A country that will not so easily cast aside one third of its population in pursuit of profits and comfortable lifestyles for the countries elite but do all in its power to unite all of our people and be fearless in pursuit of that unity, defying London, Brussels, Berlin and Washington if need be.
A country proud of our history, not ashamed of it, that will turn the aversiveness of our past into the prosperity of our future.
A country that will put Irish people first, that will listen to its people and understand that when they say they don’t want water charges they mean it and not defy them to appease their European masters.
A country that will invest in our future as an independent nation, to be self sufficient in energy, to build our own financial services industry, to establish our own currency even should that be pegged to sterling once again and to nurture and invest with confidence in our young peoples innovativeness, knowledge and technical ability.
A country prepared to cherish and protect all of its citizens equally and not sell out to cover up murderous actions from other states. One where Dublin will demand that MI5 gets its murderers out of Ireland and stop recruiting our young people on our streets as it does to this day, where it will demand an end to the cover up of British state collusion on grounds of national security, a country that will stand up for its people as would the USA or France and in return, to support our friends across the water above the EU or the USA.
To help them to form a new global trade relationship with eastern nations such as India, Russia, China, Bangladesh, Pakistan, Australia, New Zealand, South Africa and Canada to name a few and to build a new relationship with Britain based on mutual respect and equality for the first time in our history.
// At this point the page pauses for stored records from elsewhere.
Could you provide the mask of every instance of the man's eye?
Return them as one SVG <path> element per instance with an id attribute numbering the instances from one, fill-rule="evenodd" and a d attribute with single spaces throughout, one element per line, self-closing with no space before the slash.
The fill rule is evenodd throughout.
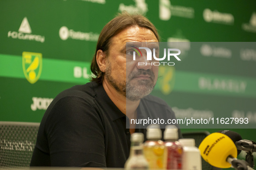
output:
<path id="1" fill-rule="evenodd" d="M 133 51 L 126 51 L 126 54 L 129 56 L 133 56 Z"/>

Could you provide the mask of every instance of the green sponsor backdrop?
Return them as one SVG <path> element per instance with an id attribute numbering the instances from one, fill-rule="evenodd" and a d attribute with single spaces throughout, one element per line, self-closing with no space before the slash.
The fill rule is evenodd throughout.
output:
<path id="1" fill-rule="evenodd" d="M 180 63 L 159 68 L 153 94 L 173 107 L 178 118 L 248 117 L 248 126 L 237 127 L 247 129 L 233 130 L 256 140 L 251 135 L 256 132 L 255 0 L 1 0 L 0 120 L 39 122 L 58 94 L 88 82 L 97 37 L 123 10 L 145 15 L 163 42 L 194 42 L 177 48 Z M 42 54 L 42 67 L 36 56 L 28 55 L 23 56 L 30 59 L 26 66 L 38 66 L 24 70 L 24 51 Z M 25 74 L 40 69 L 31 84 Z"/>

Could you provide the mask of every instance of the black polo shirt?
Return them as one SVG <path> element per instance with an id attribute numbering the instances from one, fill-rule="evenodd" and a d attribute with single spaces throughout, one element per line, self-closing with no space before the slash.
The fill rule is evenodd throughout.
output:
<path id="1" fill-rule="evenodd" d="M 161 112 L 175 118 L 170 107 L 150 95 L 137 110 L 139 117 L 148 113 L 157 117 Z M 30 166 L 123 167 L 130 145 L 127 119 L 101 85 L 91 82 L 66 90 L 42 118 Z M 146 132 L 136 130 L 145 137 Z"/>

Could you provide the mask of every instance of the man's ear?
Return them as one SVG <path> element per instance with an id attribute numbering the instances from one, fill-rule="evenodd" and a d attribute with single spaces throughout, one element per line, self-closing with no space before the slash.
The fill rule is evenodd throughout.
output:
<path id="1" fill-rule="evenodd" d="M 97 51 L 96 60 L 101 72 L 106 72 L 106 55 L 101 50 L 99 50 Z"/>

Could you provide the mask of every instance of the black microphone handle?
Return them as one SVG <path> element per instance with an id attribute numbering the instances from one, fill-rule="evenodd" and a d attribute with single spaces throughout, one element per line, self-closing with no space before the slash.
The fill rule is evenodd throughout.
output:
<path id="1" fill-rule="evenodd" d="M 243 139 L 236 142 L 235 144 L 238 150 L 252 152 L 256 152 L 256 144 L 253 141 Z"/>

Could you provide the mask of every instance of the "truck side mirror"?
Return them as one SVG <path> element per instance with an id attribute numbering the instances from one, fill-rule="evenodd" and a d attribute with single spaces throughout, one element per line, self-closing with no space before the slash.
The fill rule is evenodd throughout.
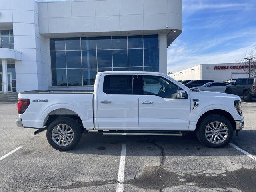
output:
<path id="1" fill-rule="evenodd" d="M 177 99 L 186 99 L 188 98 L 188 94 L 184 90 L 178 90 L 177 91 L 177 96 L 176 98 Z"/>

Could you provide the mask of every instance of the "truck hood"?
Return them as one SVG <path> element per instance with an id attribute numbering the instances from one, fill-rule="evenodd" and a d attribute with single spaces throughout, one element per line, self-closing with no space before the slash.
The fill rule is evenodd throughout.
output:
<path id="1" fill-rule="evenodd" d="M 219 93 L 218 92 L 212 92 L 210 91 L 192 91 L 191 92 L 193 96 L 206 96 L 209 98 L 211 97 L 230 98 L 234 100 L 240 100 L 241 98 L 238 96 L 232 94 L 227 93 Z"/>

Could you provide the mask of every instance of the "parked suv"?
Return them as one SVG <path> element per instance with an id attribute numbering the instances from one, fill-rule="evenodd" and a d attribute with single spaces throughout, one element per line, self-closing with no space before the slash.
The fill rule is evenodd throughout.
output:
<path id="1" fill-rule="evenodd" d="M 225 92 L 243 96 L 244 101 L 251 101 L 256 97 L 256 78 L 239 78 L 232 85 L 227 86 Z"/>
<path id="2" fill-rule="evenodd" d="M 190 89 L 192 87 L 196 86 L 200 86 L 203 85 L 204 85 L 206 83 L 208 83 L 209 82 L 213 82 L 214 81 L 212 80 L 197 80 L 196 81 L 190 81 L 186 84 L 184 84 L 187 87 Z"/>

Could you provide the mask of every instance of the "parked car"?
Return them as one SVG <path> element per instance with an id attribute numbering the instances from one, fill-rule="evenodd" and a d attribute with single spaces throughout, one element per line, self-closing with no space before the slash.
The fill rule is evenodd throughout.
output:
<path id="1" fill-rule="evenodd" d="M 226 86 L 230 84 L 228 83 L 223 82 L 209 82 L 201 86 L 197 87 L 196 90 L 225 93 Z M 196 87 L 192 87 L 190 89 L 192 91 L 195 91 L 196 90 Z"/>
<path id="2" fill-rule="evenodd" d="M 200 87 L 203 85 L 204 85 L 206 83 L 208 83 L 209 82 L 213 82 L 214 81 L 212 80 L 197 80 L 190 81 L 188 83 L 184 84 L 187 87 L 190 89 L 192 87 L 196 86 Z"/>
<path id="3" fill-rule="evenodd" d="M 236 95 L 192 91 L 155 72 L 98 73 L 93 92 L 19 93 L 17 126 L 47 130 L 50 144 L 74 147 L 82 133 L 181 136 L 194 131 L 209 147 L 226 145 L 244 127 L 241 100 Z M 34 140 L 35 142 L 36 140 Z"/>
<path id="4" fill-rule="evenodd" d="M 226 88 L 225 92 L 243 96 L 244 100 L 250 102 L 256 97 L 256 78 L 239 78 Z"/>
<path id="5" fill-rule="evenodd" d="M 232 83 L 232 82 L 236 82 L 236 80 L 237 79 L 227 79 L 227 80 L 226 81 L 224 81 L 224 82 L 225 83 Z"/>
<path id="6" fill-rule="evenodd" d="M 180 83 L 182 83 L 183 84 L 186 84 L 188 83 L 188 82 L 189 82 L 190 81 L 191 81 L 192 80 L 183 80 L 183 81 L 182 81 L 180 82 Z"/>

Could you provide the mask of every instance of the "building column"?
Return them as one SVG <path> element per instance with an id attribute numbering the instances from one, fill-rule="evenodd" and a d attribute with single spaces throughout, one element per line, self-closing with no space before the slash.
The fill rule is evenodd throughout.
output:
<path id="1" fill-rule="evenodd" d="M 7 76 L 7 60 L 2 59 L 2 62 L 3 66 L 3 82 L 4 83 L 4 92 L 8 92 L 8 76 Z"/>

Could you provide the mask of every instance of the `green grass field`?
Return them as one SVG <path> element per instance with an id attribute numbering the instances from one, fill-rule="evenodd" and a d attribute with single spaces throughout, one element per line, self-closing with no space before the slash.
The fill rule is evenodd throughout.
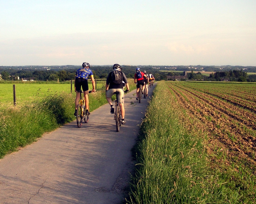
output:
<path id="1" fill-rule="evenodd" d="M 100 89 L 104 86 L 105 82 L 97 83 L 97 88 Z M 70 93 L 71 91 L 71 83 L 17 83 L 14 84 L 17 104 L 22 105 L 28 101 L 40 100 L 41 99 L 51 95 L 58 94 L 62 92 Z M 89 90 L 92 86 L 89 83 Z M 12 104 L 13 103 L 13 84 L 0 84 L 0 104 Z M 75 97 L 76 94 L 73 81 L 72 86 L 72 94 Z"/>

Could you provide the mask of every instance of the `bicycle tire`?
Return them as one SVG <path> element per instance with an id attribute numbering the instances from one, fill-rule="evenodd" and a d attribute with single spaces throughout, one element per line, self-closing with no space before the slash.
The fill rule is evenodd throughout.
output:
<path id="1" fill-rule="evenodd" d="M 119 127 L 120 122 L 120 112 L 118 108 L 118 105 L 115 106 L 115 125 L 116 127 L 116 132 L 119 132 Z"/>
<path id="2" fill-rule="evenodd" d="M 140 90 L 139 91 L 139 103 L 141 103 L 141 92 L 142 91 L 141 86 L 140 86 Z"/>
<path id="3" fill-rule="evenodd" d="M 82 122 L 83 121 L 83 117 L 82 116 L 82 108 L 81 104 L 79 104 L 77 106 L 77 124 L 78 128 L 81 128 L 82 126 Z"/>
<path id="4" fill-rule="evenodd" d="M 84 117 L 83 120 L 85 123 L 87 123 L 89 121 L 89 115 L 87 116 L 85 114 L 85 112 L 84 112 L 83 114 Z"/>

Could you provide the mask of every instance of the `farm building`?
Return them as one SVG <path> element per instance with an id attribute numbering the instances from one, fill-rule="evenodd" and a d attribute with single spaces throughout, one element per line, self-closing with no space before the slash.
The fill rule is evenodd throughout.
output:
<path id="1" fill-rule="evenodd" d="M 35 81 L 35 78 L 34 77 L 31 77 L 29 78 L 22 78 L 21 79 L 22 81 Z"/>
<path id="2" fill-rule="evenodd" d="M 220 79 L 221 81 L 230 81 L 230 80 L 229 78 L 226 79 Z"/>
<path id="3" fill-rule="evenodd" d="M 170 81 L 180 81 L 181 80 L 186 80 L 188 79 L 188 77 L 186 76 L 167 76 L 167 80 Z"/>

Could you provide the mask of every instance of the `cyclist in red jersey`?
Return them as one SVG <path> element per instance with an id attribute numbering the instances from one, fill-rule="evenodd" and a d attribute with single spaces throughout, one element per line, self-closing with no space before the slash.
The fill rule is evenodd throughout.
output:
<path id="1" fill-rule="evenodd" d="M 142 86 L 142 93 L 144 91 L 144 89 L 145 88 L 145 83 L 144 81 L 144 78 L 145 75 L 144 73 L 141 71 L 140 68 L 137 67 L 136 68 L 136 73 L 134 75 L 134 83 L 135 84 L 137 83 L 136 87 L 137 88 L 137 90 L 136 92 L 137 95 L 137 98 L 136 98 L 136 100 L 138 100 L 139 99 L 139 91 L 140 90 L 140 85 Z"/>

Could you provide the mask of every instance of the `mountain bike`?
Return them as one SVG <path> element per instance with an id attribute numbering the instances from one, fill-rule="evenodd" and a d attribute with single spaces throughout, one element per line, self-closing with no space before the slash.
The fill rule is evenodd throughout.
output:
<path id="1" fill-rule="evenodd" d="M 119 105 L 118 101 L 118 98 L 117 95 L 119 93 L 119 92 L 116 91 L 114 92 L 114 94 L 115 94 L 116 99 L 115 100 L 115 114 L 114 116 L 114 119 L 115 120 L 115 125 L 116 128 L 116 132 L 119 131 L 119 129 L 121 126 L 122 122 L 122 115 L 121 114 L 121 108 Z"/>
<path id="2" fill-rule="evenodd" d="M 86 107 L 85 107 L 85 99 L 84 96 L 82 99 L 82 93 L 83 91 L 82 90 L 78 91 L 78 92 L 80 93 L 80 98 L 78 102 L 78 105 L 77 106 L 77 124 L 78 128 L 81 128 L 82 126 L 82 121 L 84 121 L 84 122 L 87 123 L 89 121 L 89 115 L 86 114 Z M 91 91 L 89 91 L 89 93 L 91 92 Z M 89 110 L 89 109 L 88 109 Z M 89 114 L 89 115 L 90 114 Z"/>

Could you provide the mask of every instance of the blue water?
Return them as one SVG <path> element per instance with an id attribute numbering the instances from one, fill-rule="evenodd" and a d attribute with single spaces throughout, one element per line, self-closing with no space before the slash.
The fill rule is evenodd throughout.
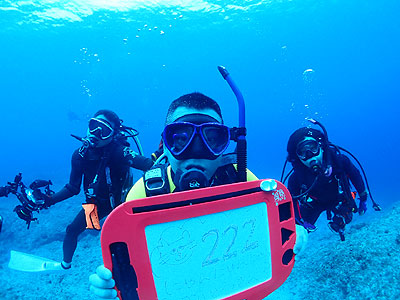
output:
<path id="1" fill-rule="evenodd" d="M 388 207 L 399 200 L 399 9 L 397 0 L 2 0 L 0 184 L 22 172 L 61 187 L 79 146 L 70 133 L 84 135 L 102 108 L 140 131 L 147 155 L 184 93 L 216 99 L 237 126 L 224 65 L 245 96 L 255 174 L 279 179 L 289 135 L 314 117 Z"/>

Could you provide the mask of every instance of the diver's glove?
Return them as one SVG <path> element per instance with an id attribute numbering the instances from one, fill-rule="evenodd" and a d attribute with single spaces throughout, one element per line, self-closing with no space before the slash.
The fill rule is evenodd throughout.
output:
<path id="1" fill-rule="evenodd" d="M 367 200 L 360 200 L 360 205 L 358 206 L 358 214 L 362 216 L 367 211 Z"/>
<path id="2" fill-rule="evenodd" d="M 301 226 L 296 224 L 296 243 L 294 244 L 293 252 L 296 256 L 302 253 L 307 245 L 308 232 Z"/>
<path id="3" fill-rule="evenodd" d="M 317 226 L 315 226 L 314 224 L 308 223 L 307 221 L 303 221 L 303 227 L 305 230 L 307 230 L 307 232 L 314 232 L 315 230 L 317 230 Z"/>
<path id="4" fill-rule="evenodd" d="M 99 299 L 119 300 L 112 273 L 104 265 L 98 266 L 96 274 L 89 276 L 89 283 L 90 291 Z"/>

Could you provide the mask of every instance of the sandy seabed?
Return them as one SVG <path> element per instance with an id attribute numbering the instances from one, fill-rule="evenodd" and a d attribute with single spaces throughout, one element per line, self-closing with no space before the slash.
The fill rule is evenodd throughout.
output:
<path id="1" fill-rule="evenodd" d="M 1 203 L 5 222 L 0 234 L 0 299 L 96 299 L 89 292 L 88 277 L 102 263 L 97 232 L 81 235 L 68 271 L 25 273 L 7 267 L 11 249 L 61 260 L 65 228 L 81 200 L 76 197 L 40 212 L 40 223 L 29 230 L 12 212 L 15 199 Z M 399 219 L 400 203 L 380 213 L 369 209 L 365 216 L 355 216 L 345 242 L 319 220 L 321 228 L 310 234 L 291 275 L 267 299 L 400 299 Z"/>

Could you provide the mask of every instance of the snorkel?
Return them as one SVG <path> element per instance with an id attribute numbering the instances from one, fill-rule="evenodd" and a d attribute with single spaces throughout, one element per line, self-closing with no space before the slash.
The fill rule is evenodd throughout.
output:
<path id="1" fill-rule="evenodd" d="M 218 66 L 218 70 L 231 87 L 239 106 L 239 127 L 232 128 L 231 139 L 237 143 L 236 156 L 238 181 L 244 182 L 247 181 L 247 142 L 244 98 L 228 70 L 223 66 Z"/>

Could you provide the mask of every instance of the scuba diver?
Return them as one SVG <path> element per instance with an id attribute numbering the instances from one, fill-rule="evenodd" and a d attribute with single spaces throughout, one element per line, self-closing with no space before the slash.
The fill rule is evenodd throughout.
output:
<path id="1" fill-rule="evenodd" d="M 87 136 L 73 136 L 83 145 L 72 154 L 69 183 L 47 197 L 45 206 L 78 195 L 82 180 L 86 203 L 66 229 L 63 261 L 45 264 L 47 269 L 71 268 L 78 236 L 87 228 L 99 230 L 99 220 L 121 203 L 123 185 L 130 168 L 146 171 L 153 165 L 152 159 L 139 155 L 129 147 L 127 137 L 136 135 L 134 129 L 122 125 L 122 120 L 113 111 L 99 110 L 89 120 Z M 139 146 L 138 149 L 140 152 Z"/>
<path id="2" fill-rule="evenodd" d="M 10 187 L 9 186 L 0 186 L 0 197 L 7 197 L 8 194 L 10 193 Z M 3 217 L 0 216 L 0 232 L 3 227 Z"/>
<path id="3" fill-rule="evenodd" d="M 309 121 L 320 126 L 323 132 L 306 127 L 297 129 L 289 138 L 284 166 L 285 170 L 288 161 L 293 166 L 286 178 L 290 176 L 288 189 L 292 194 L 296 223 L 303 225 L 308 232 L 315 231 L 315 222 L 326 211 L 328 227 L 344 241 L 345 225 L 352 221 L 353 213 L 365 214 L 368 195 L 374 209 L 379 211 L 381 208 L 370 194 L 365 172 L 358 160 L 344 148 L 330 143 L 322 124 L 312 119 Z M 366 185 L 360 171 L 341 150 L 360 165 Z M 359 197 L 358 206 L 350 181 Z"/>
<path id="4" fill-rule="evenodd" d="M 201 93 L 183 95 L 174 100 L 168 109 L 162 132 L 164 154 L 158 160 L 160 162 L 165 157 L 168 164 L 156 163 L 147 171 L 132 187 L 127 201 L 257 180 L 245 165 L 244 170 L 240 168 L 243 166 L 239 166 L 239 156 L 236 160 L 236 154 L 224 154 L 231 139 L 237 141 L 245 135 L 242 129 L 241 126 L 230 129 L 224 125 L 218 103 Z M 239 148 L 238 143 L 237 152 Z M 244 174 L 240 174 L 243 171 Z M 301 226 L 296 226 L 296 229 L 298 227 L 305 232 Z M 305 241 L 299 238 L 299 242 Z M 295 253 L 301 250 L 302 245 L 297 247 Z M 112 276 L 104 265 L 99 266 L 96 274 L 89 279 L 92 293 L 101 299 L 118 299 Z"/>

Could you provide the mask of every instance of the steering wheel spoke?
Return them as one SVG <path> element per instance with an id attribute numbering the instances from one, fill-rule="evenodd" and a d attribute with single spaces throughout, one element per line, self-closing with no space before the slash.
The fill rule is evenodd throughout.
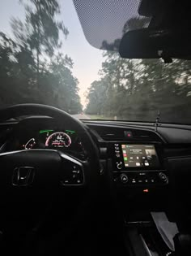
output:
<path id="1" fill-rule="evenodd" d="M 50 208 L 57 193 L 62 195 L 64 187 L 86 185 L 88 197 L 95 197 L 97 191 L 99 156 L 85 125 L 63 111 L 49 106 L 21 104 L 0 110 L 1 119 L 28 115 L 49 116 L 56 124 L 62 123 L 74 128 L 80 134 L 84 150 L 88 152 L 88 160 L 83 161 L 58 150 L 45 149 L 0 154 L 0 202 L 2 206 L 0 216 L 1 214 L 5 216 L 5 225 L 13 219 L 21 218 L 22 223 L 23 219 L 26 223 L 32 219 L 37 221 Z M 30 119 L 28 121 L 30 122 Z M 15 129 L 23 128 L 24 132 L 23 124 L 26 123 L 21 124 L 21 122 Z"/>
<path id="2" fill-rule="evenodd" d="M 60 153 L 62 158 L 61 184 L 64 186 L 83 186 L 85 184 L 84 169 L 88 165 L 87 161 L 80 161 L 64 153 Z"/>

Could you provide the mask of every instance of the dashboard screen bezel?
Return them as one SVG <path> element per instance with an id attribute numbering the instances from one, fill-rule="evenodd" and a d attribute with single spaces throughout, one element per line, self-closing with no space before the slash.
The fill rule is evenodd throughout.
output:
<path id="1" fill-rule="evenodd" d="M 119 145 L 120 149 L 120 158 L 117 158 L 115 154 L 115 145 Z M 122 155 L 121 145 L 151 145 L 155 149 L 156 155 L 158 157 L 158 164 L 155 167 L 125 167 L 124 159 Z M 164 168 L 163 157 L 163 147 L 160 142 L 134 142 L 134 141 L 112 141 L 110 143 L 109 154 L 112 159 L 113 171 L 155 171 L 163 170 Z M 122 162 L 122 167 L 118 169 L 117 167 L 117 163 Z"/>

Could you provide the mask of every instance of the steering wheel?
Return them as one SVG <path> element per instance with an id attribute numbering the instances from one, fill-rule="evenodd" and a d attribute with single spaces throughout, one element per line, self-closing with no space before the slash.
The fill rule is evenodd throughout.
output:
<path id="1" fill-rule="evenodd" d="M 78 189 L 74 188 L 86 187 L 90 194 L 95 195 L 100 173 L 99 157 L 86 126 L 65 111 L 45 105 L 20 104 L 0 111 L 1 119 L 22 115 L 49 116 L 58 124 L 74 127 L 87 158 L 80 160 L 59 150 L 45 149 L 1 153 L 0 202 L 4 220 L 8 221 L 17 213 L 20 215 L 20 209 L 23 215 L 31 218 L 39 207 L 47 206 L 60 187 L 74 189 L 76 193 Z"/>

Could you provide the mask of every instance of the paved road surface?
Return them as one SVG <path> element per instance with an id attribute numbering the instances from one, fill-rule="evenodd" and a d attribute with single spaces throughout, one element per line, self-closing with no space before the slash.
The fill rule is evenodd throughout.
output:
<path id="1" fill-rule="evenodd" d="M 90 117 L 84 114 L 72 115 L 72 116 L 78 119 L 90 119 Z"/>

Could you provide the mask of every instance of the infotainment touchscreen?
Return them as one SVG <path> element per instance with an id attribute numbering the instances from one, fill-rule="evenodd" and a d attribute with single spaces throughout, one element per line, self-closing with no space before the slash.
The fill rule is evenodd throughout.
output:
<path id="1" fill-rule="evenodd" d="M 157 167 L 159 158 L 154 145 L 121 145 L 125 167 Z"/>

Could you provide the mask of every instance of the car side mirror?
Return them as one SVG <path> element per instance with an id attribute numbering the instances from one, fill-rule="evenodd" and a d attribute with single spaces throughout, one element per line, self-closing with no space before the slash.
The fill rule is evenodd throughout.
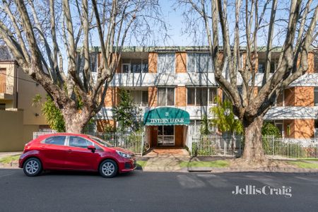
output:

I could go on, but the current direction sickens my stomach and should make us ashamed to allow these scumbags to represent the Irish people.
The Labour Party is locked in a battle royal at the moment which a quirk in there leadership electoral system has exposed.
Unlike the conservatives, it is possible for a Labour leader to command the support of only 20 MP’s yet still becoming leader on the back of who the general membership support.
It’s basic boiling down to who has primacy the political elites (MP’s) or the general membership.
While I feel Corbyn doesn’t have the broad appeal to win a general election, it is foolish of the MP’s to try and oust him against the wishes of the members. They will simply disenfranchise the new members and the shambles it’s going to be will do nothing that will convince people they are a party fit for government.
They would be better sticking with him till after a general election and if he is defeated as they expect his removal as leader would look more appropriate.
Scott, if the media decide Corbyn has the ‘broad appeal’ to win a general election then everyone will concur. I find it laughable that we are told Corbyn hasn’t got the X factor but Terry May has or indeed Michael Gove or indeed Angela eagle, pmsl!
Do you think he can win a general election WT?
I think he just doesn’t appeal to the middle England, over 50 voter which is so important to win an election.
Tony Blair for all his faults knew how to appeal to that voter.